Barclays Is Latest to Cut Finance Ties With Private Prisons
Barclays Plc will stop providing future financing to companies that manage private prisons and immigration holding facilities, joining other major lenders in shunning the industry.
“We have an existing credit commitment, which does not represent a material portion of our business,” the London-based bank said in a statement Wednesday. “We intend to allow this facility to expire in due course and currently do not plan to enter any new financing agreements with these companies.”
Barclays’s relationship with Geo Group Inc., one of the biggest for-profit prison companies, dates back to 2001. Barclays was a lender on Geo Group’s $900 million facility, which expires in May 2024, according to data compiled by Bloomberg.
Geo Group and CoreCivic Inc., the two biggest for-profit prison companies, have called the banks’ moves politically motivated.
“It’s unfortunate that misleading political activism has been allowed to impact decade-long banking relationships,” a spokesman for Geo Group said in an emailed statement. “The divestment efforts against our company are based on a false narrative and a deliberate mischaracterization of our role as a longstanding government services provider.”
The decision mirrors similar moves from Bank of America Corp., JPMorgan Chase & Co., Wells Fargo & Co. and SunTrust Banks Inc.

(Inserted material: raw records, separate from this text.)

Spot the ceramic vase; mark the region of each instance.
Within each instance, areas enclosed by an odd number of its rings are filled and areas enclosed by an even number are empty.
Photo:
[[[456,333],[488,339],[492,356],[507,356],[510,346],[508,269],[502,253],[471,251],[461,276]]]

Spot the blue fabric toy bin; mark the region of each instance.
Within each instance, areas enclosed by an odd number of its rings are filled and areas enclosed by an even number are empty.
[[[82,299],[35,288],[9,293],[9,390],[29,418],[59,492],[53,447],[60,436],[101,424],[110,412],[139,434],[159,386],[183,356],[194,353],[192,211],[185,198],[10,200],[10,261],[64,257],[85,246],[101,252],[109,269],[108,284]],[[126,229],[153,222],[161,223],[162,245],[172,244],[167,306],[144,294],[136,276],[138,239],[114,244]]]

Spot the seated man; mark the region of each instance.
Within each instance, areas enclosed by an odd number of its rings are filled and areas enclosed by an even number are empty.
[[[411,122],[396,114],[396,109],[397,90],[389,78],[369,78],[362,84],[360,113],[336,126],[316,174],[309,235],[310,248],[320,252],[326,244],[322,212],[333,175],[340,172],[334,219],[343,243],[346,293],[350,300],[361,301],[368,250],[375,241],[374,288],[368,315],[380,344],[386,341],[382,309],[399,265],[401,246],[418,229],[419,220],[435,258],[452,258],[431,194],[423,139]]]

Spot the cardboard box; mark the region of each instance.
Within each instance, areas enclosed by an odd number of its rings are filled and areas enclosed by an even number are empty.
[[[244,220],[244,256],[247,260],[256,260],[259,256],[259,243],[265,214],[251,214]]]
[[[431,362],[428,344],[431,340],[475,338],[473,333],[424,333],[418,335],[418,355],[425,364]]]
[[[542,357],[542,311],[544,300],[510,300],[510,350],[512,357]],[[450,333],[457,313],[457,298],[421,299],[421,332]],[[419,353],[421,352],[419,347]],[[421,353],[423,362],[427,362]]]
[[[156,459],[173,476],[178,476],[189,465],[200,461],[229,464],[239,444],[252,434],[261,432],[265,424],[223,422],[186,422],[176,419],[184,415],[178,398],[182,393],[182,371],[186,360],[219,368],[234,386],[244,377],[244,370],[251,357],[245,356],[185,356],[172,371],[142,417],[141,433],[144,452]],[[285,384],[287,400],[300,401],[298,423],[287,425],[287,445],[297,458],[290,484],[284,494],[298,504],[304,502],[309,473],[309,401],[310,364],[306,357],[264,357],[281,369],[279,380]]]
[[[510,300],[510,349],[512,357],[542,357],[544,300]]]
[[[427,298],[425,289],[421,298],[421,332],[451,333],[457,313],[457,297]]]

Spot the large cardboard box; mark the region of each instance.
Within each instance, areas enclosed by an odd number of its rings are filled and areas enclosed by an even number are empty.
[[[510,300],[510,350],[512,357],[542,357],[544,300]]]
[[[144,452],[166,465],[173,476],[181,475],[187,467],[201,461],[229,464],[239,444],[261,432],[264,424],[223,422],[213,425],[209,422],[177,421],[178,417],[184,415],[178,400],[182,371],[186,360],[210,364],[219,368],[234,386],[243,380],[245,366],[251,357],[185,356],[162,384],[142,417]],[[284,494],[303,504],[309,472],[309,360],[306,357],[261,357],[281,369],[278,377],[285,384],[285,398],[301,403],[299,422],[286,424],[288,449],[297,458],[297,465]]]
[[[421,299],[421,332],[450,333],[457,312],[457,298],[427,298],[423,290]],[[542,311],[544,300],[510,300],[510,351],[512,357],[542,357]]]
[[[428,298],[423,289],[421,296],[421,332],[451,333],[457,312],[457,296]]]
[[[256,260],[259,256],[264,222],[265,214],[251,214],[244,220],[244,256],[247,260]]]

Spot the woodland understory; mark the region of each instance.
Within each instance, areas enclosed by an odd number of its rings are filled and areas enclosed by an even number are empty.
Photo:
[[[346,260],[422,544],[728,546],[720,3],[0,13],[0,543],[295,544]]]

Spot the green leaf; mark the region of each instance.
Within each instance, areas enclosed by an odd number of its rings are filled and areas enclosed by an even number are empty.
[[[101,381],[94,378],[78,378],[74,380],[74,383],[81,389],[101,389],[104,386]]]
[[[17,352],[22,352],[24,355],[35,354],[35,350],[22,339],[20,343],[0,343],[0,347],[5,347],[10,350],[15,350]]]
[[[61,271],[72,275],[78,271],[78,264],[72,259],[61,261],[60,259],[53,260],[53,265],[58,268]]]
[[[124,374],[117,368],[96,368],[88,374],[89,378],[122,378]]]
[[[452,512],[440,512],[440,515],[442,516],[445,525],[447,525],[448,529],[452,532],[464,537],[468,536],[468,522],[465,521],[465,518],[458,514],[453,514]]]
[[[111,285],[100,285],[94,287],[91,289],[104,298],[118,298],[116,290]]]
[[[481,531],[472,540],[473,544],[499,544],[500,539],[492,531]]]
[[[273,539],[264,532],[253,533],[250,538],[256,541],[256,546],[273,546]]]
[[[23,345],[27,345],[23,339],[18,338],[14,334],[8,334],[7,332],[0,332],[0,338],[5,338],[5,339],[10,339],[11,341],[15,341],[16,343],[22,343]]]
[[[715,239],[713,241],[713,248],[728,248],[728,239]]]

Barclays could also be moving ahead of a bill from Brian Benjamin, a New York State senator, which aims to prohibit banks chartered in the state from financing private prisons. Although Barclays is based in London, it uses a New York charter to operate in the U.S.
Benjamin’s bill passed the state Senate earlier this summer, and will need to pass that chamber again in 2020 before going to the Assembly and the governor for approval.